2. Background Information
The background information is very important to study Hemingway’s iceberg style.
In this chapter the author will introduce the background information from two aspects: 1) the social and cultural background; and 2) Hemingway’s personal background.
2.1 Social and Cultural Background
2.1.1 American society of that time
After the civil war the United States saw the great changes in almost every field. American politics, economy and culture were growing and developing rapidly. At the same time, American capitalism was also rising and developing rapidly. America was becoming the world’s industrial power. At this time, there was an economic boom, which produced a sense of optimism and hope among the people. [2] Most Americans believed that there would be more opportunities open to people and the future seemed especially bright. But from the 1880s, the fast development of economy and the growth of big interest groups pushed America to monopoly imperialism. A few financial giants controlled capital. Various kinds of social problems emerged: poverty, class struggle, etc.

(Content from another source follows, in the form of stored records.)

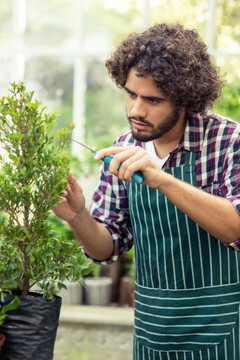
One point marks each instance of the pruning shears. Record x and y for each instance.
(137, 176)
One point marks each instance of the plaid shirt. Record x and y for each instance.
(216, 142)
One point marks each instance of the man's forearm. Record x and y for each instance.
(93, 236)
(213, 213)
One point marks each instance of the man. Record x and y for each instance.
(184, 219)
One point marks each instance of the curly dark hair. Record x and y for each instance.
(178, 61)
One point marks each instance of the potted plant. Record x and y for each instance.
(33, 172)
(3, 309)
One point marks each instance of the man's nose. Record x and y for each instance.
(138, 108)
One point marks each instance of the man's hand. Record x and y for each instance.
(132, 159)
(73, 201)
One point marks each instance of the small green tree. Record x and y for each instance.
(33, 172)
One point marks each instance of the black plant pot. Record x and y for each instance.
(31, 329)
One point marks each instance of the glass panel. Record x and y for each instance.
(227, 26)
(52, 81)
(51, 22)
(5, 75)
(5, 22)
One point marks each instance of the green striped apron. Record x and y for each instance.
(187, 291)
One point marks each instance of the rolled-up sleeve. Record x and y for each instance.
(231, 180)
(110, 207)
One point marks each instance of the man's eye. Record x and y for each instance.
(133, 96)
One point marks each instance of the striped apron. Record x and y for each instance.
(187, 290)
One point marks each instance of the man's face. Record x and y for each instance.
(150, 113)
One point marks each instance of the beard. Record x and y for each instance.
(163, 128)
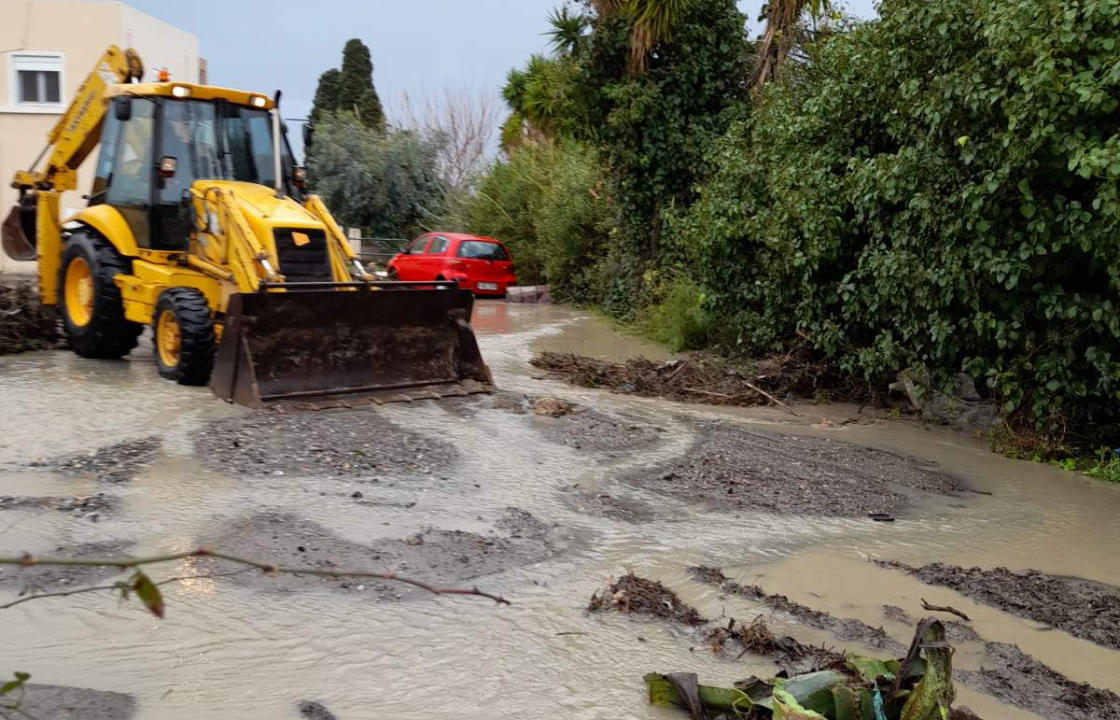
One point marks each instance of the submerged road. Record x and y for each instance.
(482, 491)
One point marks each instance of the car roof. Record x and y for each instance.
(485, 239)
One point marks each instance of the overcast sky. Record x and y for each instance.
(418, 46)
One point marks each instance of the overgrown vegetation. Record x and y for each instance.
(934, 189)
(385, 183)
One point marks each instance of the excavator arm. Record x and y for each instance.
(34, 227)
(77, 132)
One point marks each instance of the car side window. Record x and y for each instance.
(438, 245)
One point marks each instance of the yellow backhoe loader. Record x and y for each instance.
(198, 225)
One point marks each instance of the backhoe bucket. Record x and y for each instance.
(330, 347)
(17, 234)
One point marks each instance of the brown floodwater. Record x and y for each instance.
(230, 651)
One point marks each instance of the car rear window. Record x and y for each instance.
(482, 250)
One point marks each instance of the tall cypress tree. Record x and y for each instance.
(326, 94)
(351, 89)
(355, 86)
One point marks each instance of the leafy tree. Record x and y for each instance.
(941, 189)
(386, 184)
(351, 89)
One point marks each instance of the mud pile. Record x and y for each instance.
(431, 554)
(1083, 608)
(1018, 679)
(842, 628)
(91, 506)
(598, 432)
(329, 443)
(606, 505)
(55, 702)
(703, 379)
(117, 463)
(634, 594)
(25, 324)
(730, 468)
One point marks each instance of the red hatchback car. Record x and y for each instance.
(477, 263)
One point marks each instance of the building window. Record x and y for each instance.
(38, 78)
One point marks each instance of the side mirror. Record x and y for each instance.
(167, 165)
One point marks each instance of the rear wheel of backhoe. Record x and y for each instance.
(92, 309)
(183, 336)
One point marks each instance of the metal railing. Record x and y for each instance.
(380, 250)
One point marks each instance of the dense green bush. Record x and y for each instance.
(384, 183)
(550, 205)
(936, 188)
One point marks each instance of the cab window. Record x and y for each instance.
(133, 166)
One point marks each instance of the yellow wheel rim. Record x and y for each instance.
(167, 338)
(78, 291)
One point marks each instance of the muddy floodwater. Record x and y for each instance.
(543, 508)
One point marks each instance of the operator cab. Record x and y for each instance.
(154, 147)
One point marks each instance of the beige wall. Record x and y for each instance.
(80, 30)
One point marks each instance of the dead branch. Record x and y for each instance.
(772, 398)
(126, 563)
(98, 588)
(945, 608)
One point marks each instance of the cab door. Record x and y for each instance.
(131, 178)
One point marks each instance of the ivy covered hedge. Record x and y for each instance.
(938, 188)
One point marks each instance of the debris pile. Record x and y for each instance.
(730, 468)
(633, 594)
(1084, 608)
(25, 324)
(1018, 679)
(756, 637)
(841, 627)
(705, 379)
(918, 685)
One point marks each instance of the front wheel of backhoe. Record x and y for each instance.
(183, 336)
(90, 301)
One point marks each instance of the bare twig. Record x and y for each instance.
(268, 568)
(945, 608)
(98, 588)
(772, 398)
(708, 392)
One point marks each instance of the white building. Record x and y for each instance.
(46, 48)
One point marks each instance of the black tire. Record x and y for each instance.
(196, 343)
(105, 333)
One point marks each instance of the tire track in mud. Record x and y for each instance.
(1083, 608)
(1007, 673)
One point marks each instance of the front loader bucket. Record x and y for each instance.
(17, 234)
(322, 348)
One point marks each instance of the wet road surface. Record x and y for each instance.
(236, 650)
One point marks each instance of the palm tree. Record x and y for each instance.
(652, 21)
(783, 18)
(568, 30)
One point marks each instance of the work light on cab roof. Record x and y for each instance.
(198, 225)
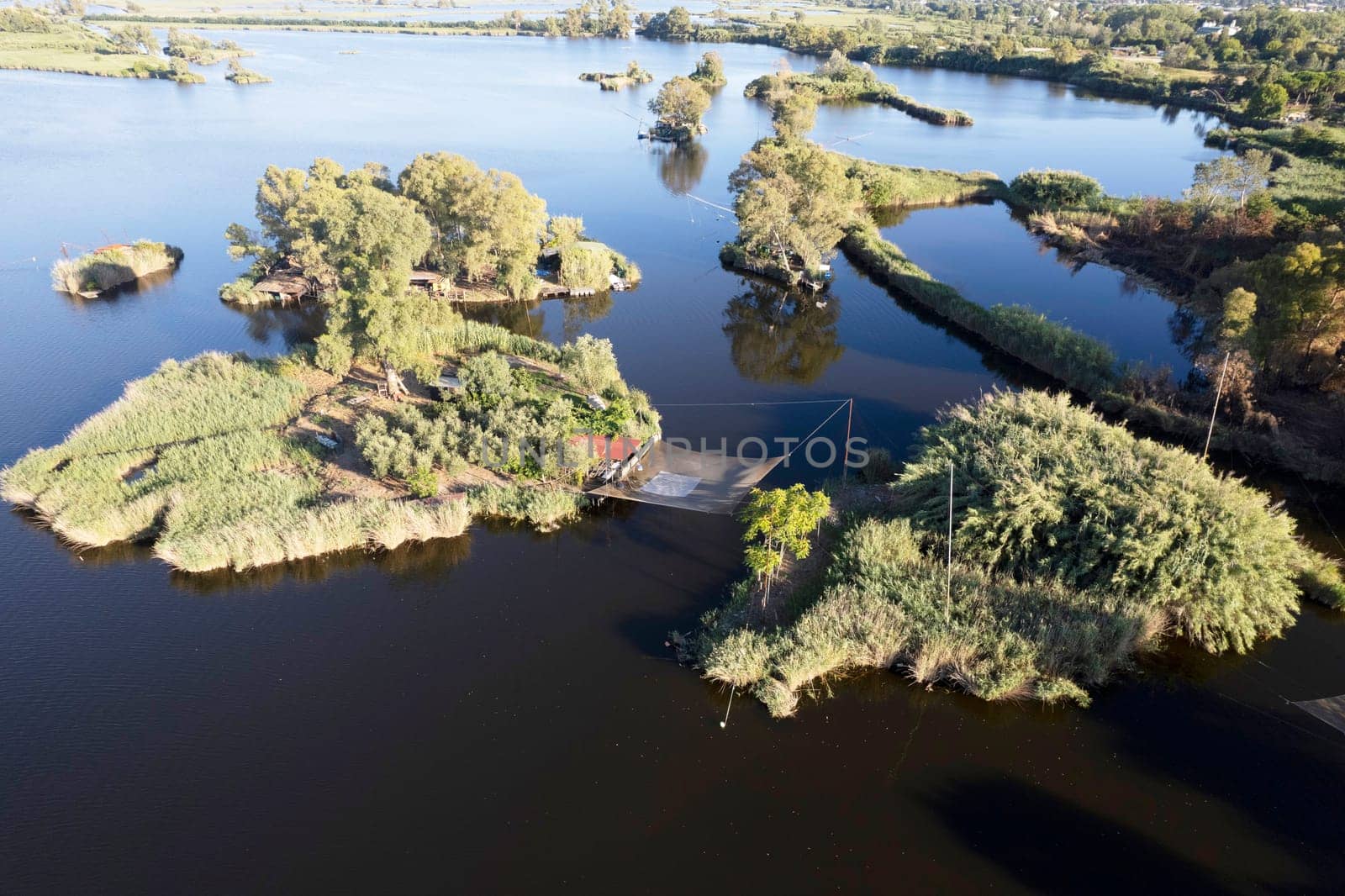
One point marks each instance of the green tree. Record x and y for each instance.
(780, 521)
(681, 104)
(794, 198)
(1268, 101)
(484, 222)
(1239, 314)
(709, 71)
(1301, 302)
(1228, 178)
(564, 230)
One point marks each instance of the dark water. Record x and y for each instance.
(498, 714)
(992, 259)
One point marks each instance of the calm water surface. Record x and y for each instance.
(499, 712)
(992, 259)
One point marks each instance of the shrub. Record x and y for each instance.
(486, 374)
(1052, 188)
(585, 266)
(591, 363)
(423, 482)
(1049, 492)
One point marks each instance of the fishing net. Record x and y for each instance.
(674, 477)
(1328, 709)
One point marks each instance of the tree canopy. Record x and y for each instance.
(484, 222)
(681, 103)
(794, 198)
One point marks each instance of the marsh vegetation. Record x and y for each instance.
(1075, 546)
(111, 266)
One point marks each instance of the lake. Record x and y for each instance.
(501, 712)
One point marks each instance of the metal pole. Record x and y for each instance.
(1215, 412)
(947, 604)
(845, 450)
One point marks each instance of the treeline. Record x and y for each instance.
(1289, 57)
(838, 80)
(592, 18)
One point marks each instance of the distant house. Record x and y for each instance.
(1208, 29)
(428, 282)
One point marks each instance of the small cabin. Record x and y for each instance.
(430, 282)
(286, 284)
(447, 385)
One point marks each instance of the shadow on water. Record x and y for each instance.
(782, 336)
(1042, 841)
(295, 324)
(681, 166)
(155, 282)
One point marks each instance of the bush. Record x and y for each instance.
(486, 374)
(585, 266)
(1049, 492)
(1055, 188)
(423, 482)
(591, 363)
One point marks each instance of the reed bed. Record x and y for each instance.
(1079, 361)
(1076, 546)
(112, 266)
(544, 509)
(905, 187)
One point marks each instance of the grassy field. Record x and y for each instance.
(226, 461)
(76, 50)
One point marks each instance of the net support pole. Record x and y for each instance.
(947, 603)
(845, 448)
(1215, 412)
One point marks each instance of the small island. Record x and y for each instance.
(709, 71)
(107, 268)
(244, 76)
(632, 76)
(1071, 553)
(838, 80)
(401, 423)
(55, 40)
(679, 107)
(490, 240)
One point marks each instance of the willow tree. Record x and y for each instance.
(780, 521)
(681, 104)
(358, 240)
(484, 224)
(794, 198)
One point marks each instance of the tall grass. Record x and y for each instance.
(188, 445)
(1075, 546)
(544, 509)
(885, 606)
(860, 85)
(905, 187)
(1052, 347)
(112, 266)
(298, 532)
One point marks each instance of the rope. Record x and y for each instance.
(748, 403)
(844, 403)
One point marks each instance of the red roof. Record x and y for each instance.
(614, 448)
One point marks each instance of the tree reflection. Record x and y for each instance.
(580, 311)
(524, 318)
(782, 336)
(293, 324)
(683, 166)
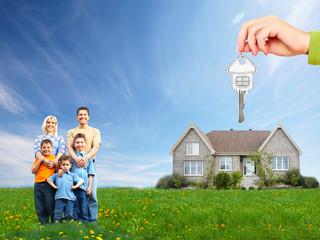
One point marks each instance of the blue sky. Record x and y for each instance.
(146, 69)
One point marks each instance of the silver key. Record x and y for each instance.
(241, 98)
(242, 70)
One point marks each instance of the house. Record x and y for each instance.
(242, 70)
(227, 151)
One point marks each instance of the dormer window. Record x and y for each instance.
(192, 149)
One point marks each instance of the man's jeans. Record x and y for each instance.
(63, 206)
(80, 208)
(93, 200)
(44, 201)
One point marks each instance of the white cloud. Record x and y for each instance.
(17, 157)
(13, 102)
(238, 18)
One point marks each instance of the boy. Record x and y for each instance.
(80, 209)
(64, 197)
(43, 193)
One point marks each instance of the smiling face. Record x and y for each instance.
(51, 126)
(79, 144)
(65, 165)
(46, 149)
(83, 118)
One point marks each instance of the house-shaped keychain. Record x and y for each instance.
(242, 70)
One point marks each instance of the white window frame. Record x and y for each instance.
(225, 161)
(277, 163)
(193, 172)
(194, 147)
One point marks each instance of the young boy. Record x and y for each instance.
(80, 209)
(64, 197)
(43, 193)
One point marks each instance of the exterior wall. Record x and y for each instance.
(280, 145)
(179, 156)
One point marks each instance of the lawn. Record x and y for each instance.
(127, 213)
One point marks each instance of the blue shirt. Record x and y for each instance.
(84, 171)
(64, 185)
(58, 144)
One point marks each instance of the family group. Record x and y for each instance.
(65, 186)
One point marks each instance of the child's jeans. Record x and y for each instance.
(80, 209)
(63, 206)
(44, 201)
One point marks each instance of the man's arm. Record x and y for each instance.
(78, 184)
(49, 181)
(36, 166)
(93, 151)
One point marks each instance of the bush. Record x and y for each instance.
(310, 182)
(223, 180)
(172, 181)
(236, 179)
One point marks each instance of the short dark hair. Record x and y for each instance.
(82, 108)
(65, 158)
(79, 135)
(45, 141)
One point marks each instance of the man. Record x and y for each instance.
(93, 144)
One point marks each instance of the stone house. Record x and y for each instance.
(227, 151)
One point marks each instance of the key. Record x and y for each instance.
(241, 99)
(242, 70)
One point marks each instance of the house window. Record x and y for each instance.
(193, 168)
(225, 163)
(280, 163)
(242, 81)
(192, 149)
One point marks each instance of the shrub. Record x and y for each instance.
(236, 179)
(311, 182)
(172, 181)
(223, 180)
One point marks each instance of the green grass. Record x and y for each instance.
(174, 214)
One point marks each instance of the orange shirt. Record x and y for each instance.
(43, 171)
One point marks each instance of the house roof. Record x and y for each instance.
(234, 141)
(279, 126)
(237, 67)
(237, 141)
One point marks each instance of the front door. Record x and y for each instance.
(248, 167)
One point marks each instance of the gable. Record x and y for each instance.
(280, 141)
(237, 141)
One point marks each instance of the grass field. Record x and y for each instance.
(126, 213)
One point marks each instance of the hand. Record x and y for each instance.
(80, 162)
(282, 38)
(60, 172)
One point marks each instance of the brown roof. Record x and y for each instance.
(237, 141)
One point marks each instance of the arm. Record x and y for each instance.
(92, 152)
(35, 167)
(90, 185)
(78, 184)
(51, 183)
(282, 38)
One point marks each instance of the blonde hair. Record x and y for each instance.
(44, 125)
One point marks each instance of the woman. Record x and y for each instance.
(50, 131)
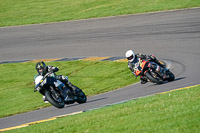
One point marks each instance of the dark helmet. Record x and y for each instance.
(40, 66)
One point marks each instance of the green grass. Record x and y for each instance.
(17, 83)
(173, 112)
(22, 12)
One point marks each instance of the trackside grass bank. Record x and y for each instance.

In front of all these, the Americans were not as hopeful as before. People began to have new ideas about man, society and man’s place has changed. In this period, there was a deep spiritual crisis in the society.
2.1.2 Literary trends of that time
Between the mid-19th century and the first decade of the 20th century, there had been a big flush of new theories and new ideas in both social and natural sciences, which played an indispensable role in bringing about modernism and the modern writings in the United States. [3]
During this period, many famous modernists-Hemingway, Fitzgerald, Faulkner, Sherwood Anderson, etc.-came to public attention. They were all affected by the pessimistic idea to a greater or lesser extend. Faced with the new reality of despair after the First World War, and a nation paralyzed by the Great Depression, these writers accepted the pessimistic idea naturally. So they portrayed in their works that “life was out of control” and “society was disintegrating.” We can see that they have a rather pessimistic view of human life.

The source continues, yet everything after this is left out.